M.N. and Y.R. came to Ireland in 1998 and established their residence in County Cavan. In 2002 the applicant returned to France on a permanent basis and has resided there continuously since then.
On 22nd November, 2002 M.N. filed a petition for divorce on the grounds of fault pursuant to Article 242 of the French Code Civil in the Tribunal de Grand Instance in Strasbourg, France. The petition came before a family court judge on 26th November, 2002. On 23rd December, 2002, the French court fixed a hearing date in its proceedings for 4th February, 2003. On 23rd December, 2002, Y.R. the applicant instituted family proceedings by way of special summons in the High Court in Ireland.
When the hearing came before the French court on 4th February, 2003, both parties were legally represented. The applicant in these proceedings, Y.R., contested the jurisdiction of the French court to hear the case. The French court in its ruling dated 25th March, 2003, held it had jurisdiction to hear the proceedings under the preventions of Brussels II. That decision remains unappealed. On 26th June, 2003, the French court made a ruling of non-reconciliation and directed the second stage in the divorce proceedings to proceed. The French court has ordered an expert analysis of the financial affairs of the parties and has appointed an independent expert to discharge that function. In the French proceedings Y.R. has counterclaimed for divorce on the grounds of fault and sought a variety of financial orders from the French courts, including a payment of €100,000, while also reserving her position in relation to the expert audit being carried out by the French court in relation to financial matters.
By notice of motion dated 13th October, 2003, the respondent brought an application to this Court to declare that it has no jurisdiction in the matter in circumstances where the French Court has seisin of the case. Under the provisions of Article 11 (2) of the Regulation when the jurisdiction of the court first seised of the proceeding is established, "the court second seised shall decline jurisdiction in favour of that court". Article 17 provides that "The jurisdiction of the Member State of origin may not be reviewed . . ."

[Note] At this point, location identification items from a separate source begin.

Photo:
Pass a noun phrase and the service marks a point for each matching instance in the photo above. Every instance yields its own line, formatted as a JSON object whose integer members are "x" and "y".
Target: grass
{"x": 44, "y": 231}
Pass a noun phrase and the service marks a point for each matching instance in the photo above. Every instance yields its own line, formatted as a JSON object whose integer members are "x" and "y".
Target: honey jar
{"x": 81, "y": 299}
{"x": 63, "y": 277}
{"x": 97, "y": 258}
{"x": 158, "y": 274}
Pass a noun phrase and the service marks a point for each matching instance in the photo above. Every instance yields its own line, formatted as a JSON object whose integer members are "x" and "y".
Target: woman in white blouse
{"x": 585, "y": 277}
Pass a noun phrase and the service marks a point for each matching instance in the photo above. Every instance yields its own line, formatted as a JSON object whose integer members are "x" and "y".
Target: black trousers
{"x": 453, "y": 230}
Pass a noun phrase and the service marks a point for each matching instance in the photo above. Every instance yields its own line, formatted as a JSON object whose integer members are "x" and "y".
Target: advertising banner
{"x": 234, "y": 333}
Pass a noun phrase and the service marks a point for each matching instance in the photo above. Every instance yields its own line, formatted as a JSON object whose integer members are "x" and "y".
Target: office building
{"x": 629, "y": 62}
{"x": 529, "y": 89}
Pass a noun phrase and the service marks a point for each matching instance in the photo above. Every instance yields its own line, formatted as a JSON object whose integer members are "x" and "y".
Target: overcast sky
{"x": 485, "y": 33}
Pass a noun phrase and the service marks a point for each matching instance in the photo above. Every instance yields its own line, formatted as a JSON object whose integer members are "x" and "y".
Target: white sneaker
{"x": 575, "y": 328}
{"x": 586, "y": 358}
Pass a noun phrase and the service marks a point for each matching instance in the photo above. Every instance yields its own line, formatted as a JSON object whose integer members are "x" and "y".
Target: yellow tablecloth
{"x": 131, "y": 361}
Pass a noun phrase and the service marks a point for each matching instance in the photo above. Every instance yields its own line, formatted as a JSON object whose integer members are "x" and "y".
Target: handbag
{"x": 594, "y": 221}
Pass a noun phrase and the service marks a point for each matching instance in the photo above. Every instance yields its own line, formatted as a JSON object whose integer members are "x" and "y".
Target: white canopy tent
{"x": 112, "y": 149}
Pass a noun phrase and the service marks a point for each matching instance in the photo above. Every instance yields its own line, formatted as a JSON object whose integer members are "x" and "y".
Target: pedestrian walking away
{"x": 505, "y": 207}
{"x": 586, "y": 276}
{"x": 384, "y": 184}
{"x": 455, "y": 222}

An order under the provisions of Order 60 of the Rules of the Superior Courts dated 23rd January, 2004 was served on behalf of the applicant on the Attorney General. In the Order 60 notice the applicant contends that the EC Regulation 1347/2000 and the 2001 Regulations are invalid and have no force in Ireland, having regard –
"to the provisions of the Constitution of Ireland, the method and manner in which the said Regulations were promulgated, that the Regulations contravene clear public policy of the State requiring the making of proper provision in the context of any judicial separation or dissolution of marriage and that the matrimonial property of the parties relevant to the making of proper provision within the State."
The applicant's submissions
1. The applicant contends that the reliance on Brussels II is constitutionally impermissible within the jurisdiction of the Courts of Ireland and/or ultra vires the lawful authority of the State. She contends that Brussels II unlawfully amends, fetters and/or restricts the 18th Amendment to the Constitution of Ireland promulgated by the People of Ireland in the form of Article 41.3.2. It is submitted that it is impermissible for regulations brought into force by a mere resolution of the Dáil on a Seanad to amend by implication the 18th Amendment to the Constitution wench was adopted by the people of Ireland following a referendum.
2 The applicant contends that because of the fact that the main seat of the marriage is within this jurisdiction that it is not permissible for respondent to proceed with the divorce petition in France.
3 The applicant submits that matters of interpretation of Community Law, arise which may require this Court to make a reference to the European Court of Justice for a preliminary ruling under Article 234 of the EC Treaty.
4. The applicant contends that even if Brussels II is constitutionally permissible, the French Court does not have the jurisdiction to determine the property right of the parties. It is submitted by the applicant that this Court is the only court that can consider the property consequence of the marital breakdown as governed by the provision of Irish law insofar as they relate to the lands, bank accounts and other property within the State. The applicant fears that the French Court may be under a misapprehension as to the extent of its powers in relation to the extent of its jurisdiction concerning the property rights of the parties.
The respondent and the notice parties take issue with the contentions of the applicant. By way of preliminary objection they contend that the applicant has no locus standi to argue the constitutional issues in that she has not established a sufficient basis in fact to enable her to do so. They also argue that the applicant should be precluded from arguing the constitutional issues by virtue of nature of her participation in the French proceedings. I will deal with these preliminary points first.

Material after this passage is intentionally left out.